Even so, he works up an intellectual sweat contriving circumstances that allow him to say naughty words with impunity, like one of those online weirdoes demanding to know whether you’d use a racial slur if it was the only way of stopping a bomb. Would it be acceptable to make fun of a child for being disabled … if we knew they were also a bigot?! He presumes the answer is yes, even though it’s still no, both because this is a patently unreal scenario and because it would be more fruitful to mock him for being a racist. At any rate, none of this matters, as Gervais explains that he’s merely playing a character. He asserts that he’s no more an everything-phobic lout than Anthony Hopkins is an urbane cannibal, unaware that the “I’m only having a laugh!” defense works best when it actually generates laughs instead of delighted, expected recognition.

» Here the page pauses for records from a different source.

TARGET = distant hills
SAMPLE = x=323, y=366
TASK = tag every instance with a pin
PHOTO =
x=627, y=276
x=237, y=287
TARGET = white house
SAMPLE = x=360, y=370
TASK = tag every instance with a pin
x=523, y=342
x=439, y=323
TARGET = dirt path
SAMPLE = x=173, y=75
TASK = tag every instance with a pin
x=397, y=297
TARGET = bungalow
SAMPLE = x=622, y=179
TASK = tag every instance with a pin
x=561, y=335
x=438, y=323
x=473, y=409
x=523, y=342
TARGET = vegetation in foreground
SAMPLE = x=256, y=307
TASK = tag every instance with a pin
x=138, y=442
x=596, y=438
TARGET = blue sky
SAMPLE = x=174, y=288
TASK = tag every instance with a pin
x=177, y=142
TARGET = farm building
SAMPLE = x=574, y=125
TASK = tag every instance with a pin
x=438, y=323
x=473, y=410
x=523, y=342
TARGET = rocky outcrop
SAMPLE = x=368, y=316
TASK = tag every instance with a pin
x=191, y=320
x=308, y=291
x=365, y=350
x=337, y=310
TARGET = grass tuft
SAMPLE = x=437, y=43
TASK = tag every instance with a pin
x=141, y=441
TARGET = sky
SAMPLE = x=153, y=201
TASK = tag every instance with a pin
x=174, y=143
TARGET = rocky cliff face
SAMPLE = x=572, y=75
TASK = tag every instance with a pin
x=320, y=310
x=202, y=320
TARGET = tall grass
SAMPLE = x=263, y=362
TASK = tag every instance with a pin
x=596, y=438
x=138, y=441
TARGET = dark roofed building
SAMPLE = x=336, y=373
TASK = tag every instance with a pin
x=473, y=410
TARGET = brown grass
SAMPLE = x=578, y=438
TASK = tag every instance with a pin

Both Gervais and Chappelle conclude with gestures toward bridge-building, each one concealing self-exculpatory intention. Chappelle saves face by saying that “men enforce boundaries, men test boundaries, and no one tests more boundaries than a trans man,” likening them to himself as fellow “dreamers”. Gervais gathers everyone together under the wobblier axiom of “whatever you find funny, all laughter is good.” Never mind that both of these statements are incorrect – trans men don’t dream of being men, they are men, and it’s not even hard to think of examples of cruel, inhumane laughter – they’re futile efforts to advance through a creative dead end.

Beyond here lies nothing but more of the same, and not just the same bizarre, unwarranted targeting of the trans community that Chappelle last trotted out for Sticks and Stones in 2019. The same dependable approval from the same class of reactionary, the same depressed disappointment from the same ex-fans, the same checks from Netflix. This guaranteed bloc of sycophants comes with the cost of irrelevance, however, evident in the inability of these specials to make a dent in the mainstream. When a comedian wraps himself in a cocoon of his own ideas and surrounds it with those who find them agreeable, he loses the ability to see the outside world.